Paramus also took it a step further, as the ordinance also bans polystyrene, or Styrofoam, food containers, to take effect in January 2020.

The ordinance was approved by the borough council on Wednesday, Aug. 21, with a crowd that included a number of young girl and boy scouts from the community in support of the restrictions.

Paramus is home to between 700 and 800 retail stores, according to, and sees more than six billion dollars in retail sales a year, which historically has topped all other zip codes in the country.

It promptly was applauded on Facebook by the non-profit Association of New Jersey Environmental Commissions (ANJEC), which noted there now are at least 70 plastic reduction ordinances passed in NJ as of mid-August.

New Jersey uses 4.4 billion plastic bags a year, according to the NJ League of Conservation Voters.

Back in May, state Senator Bob Smith announced his intention to expand a proposal for a ban on single-use plastics to also include disposal paper bags.

He and fellow Democratic state Senator Linda Greenstein sponsored the original proposal last fall, which would charge 10 cents for disposable paper bags.

It came on the heels of Gov. Phil Murphy vetoing a 2018 measure that would have imposed a 5 cent tax on plastic and paper disposable bags across NJ.

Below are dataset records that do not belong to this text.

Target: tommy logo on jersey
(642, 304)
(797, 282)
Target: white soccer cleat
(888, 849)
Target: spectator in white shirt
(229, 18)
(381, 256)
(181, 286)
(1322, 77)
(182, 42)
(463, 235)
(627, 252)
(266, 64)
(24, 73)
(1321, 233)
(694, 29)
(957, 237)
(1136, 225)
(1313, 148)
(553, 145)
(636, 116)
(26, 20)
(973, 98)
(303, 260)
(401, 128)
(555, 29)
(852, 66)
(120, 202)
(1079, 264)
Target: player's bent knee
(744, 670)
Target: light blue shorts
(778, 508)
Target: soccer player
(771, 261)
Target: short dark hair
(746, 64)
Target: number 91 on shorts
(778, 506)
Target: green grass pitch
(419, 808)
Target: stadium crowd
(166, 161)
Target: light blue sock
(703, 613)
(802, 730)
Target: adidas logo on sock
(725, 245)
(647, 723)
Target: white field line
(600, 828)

Smith says the ban on plastic bags is an urgent issue, as plastics have turned up in many waterways and the food chain itself.

Scientists have found plastic fragments in hundreds of species, including 86% of all sea turtle species, 44% of all seabird species and 43% of all marine mammal species, according to Environment New Jersey.

The addition of paper bags to the proposed ban has sparked conversation around NJ about whether it's a "better" choice without sacrificing convenience.

"If landfilled, plastic bags are more environmentally benign than paper, as they require less space; paper occupies approximately half of overall landfill volume," according to the Environmental Literacy Council. More emissions are created by vehicles transporting paper bags to stores, as "It would take approximately seven trucks to transport the same number of paper bags as can be transported by a single truck full of plastic bags."

Among supporters of the proposal is The New Jersey Food Council, an alliance of food retailers and their supplier partners.

"As more customers shift their shopping habits and bring reusable bags, we think it’s a sensible solution to phase out and ban both plastic and paper single use bags," NJ Food Council President and CEO Linda Doherty said in a written response to NJ 101.5 News.

Doherty also said "As customers choose to reuse, we support this uniform progressive policy at the checkout. We are prepared to work with the Legislature and the Murphy Administration on a statewide standard."